確かに年頃の高校生ならば、これくらいの量はペロリと平らげてしまう。その気遣いを、今はちょっとだけ困ったなと感じてしまう抱介だった。
「食べられるのか、それ?」
「んー……」
目を瞑り考え込むこと数秒。 「無理ですね!」 と、明るく少女は答えた。しかし残すのはもったいないと、後に付け加える。
「ならどうするんだよ」
「へへっ。だめですか?」
食卓の上から、さらに上目遣いで見つめてくる。まるでおねだりをするワンコのようだ。そんな目で見つめられたら、断れるものも断れない。
「どうすればいいんだ」
数秒間のじーっと見つめられるおねだりタイムの後、抱介は根負けして彼女のやりたいようにやらせてやろうと質問する。牧那は、やったあと、小さくガッツポーズをして喜んでいた。
「じゃあ、こうして――こうっ」
かつ丼の蓋の上に、かつがまず一枚。それから、添えられていたスプーンでご飯を数回、彼女はよそってくれる。相手には通常のかつ丼一杯分ほども残らない。

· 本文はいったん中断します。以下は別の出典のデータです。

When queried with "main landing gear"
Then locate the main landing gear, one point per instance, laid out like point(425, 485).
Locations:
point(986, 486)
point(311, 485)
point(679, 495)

半分。ミニかつ丼と評してもいいほどの量だ。普通とは逆の、かつが下で、ごはんが上。さらに、とじられていた溶き卵が、そこに追加され、三つ葉もついてきた。
「じゃあ俺は、それをもらったらいいんだな?」
「へ? 違いますよ。これはうちの分です」 「は? だって、お前。大盛りにトッピング……」
牧那の言葉の意図が分からない。何言ってるんだこいつ。そんな風に問い返したら、彼女は当たり前のように言った。
「だって、男の人はたくさん召し上がるじゃないですか。足りなかったら申し訳ないですよ」
「誰が申し訳ない……?」
「一緒に食べている、牧が、です」
「すまん。全くもって意味がわからん」
はい、どうぞ。突き出されたかつ丼は、普通サイズのものになっていた。大盛りとトッピングの意味は一体何だったのか。複雑怪奇の気分になっていく抱介は、牧那に説明を求めた。
「意味が分からないですか? おかしいですねー……季美。ああ、お姉ちゃんとお付き合いされていましたよね?」
「だからなんだよ」
思い返したくない古傷を、ぐりっとえぐられたような気がして、思わず腹の底から太い声が出てしまう。怒ったわけじゃない。だけどそれは不機嫌であることを相手に伝えるには十分だった。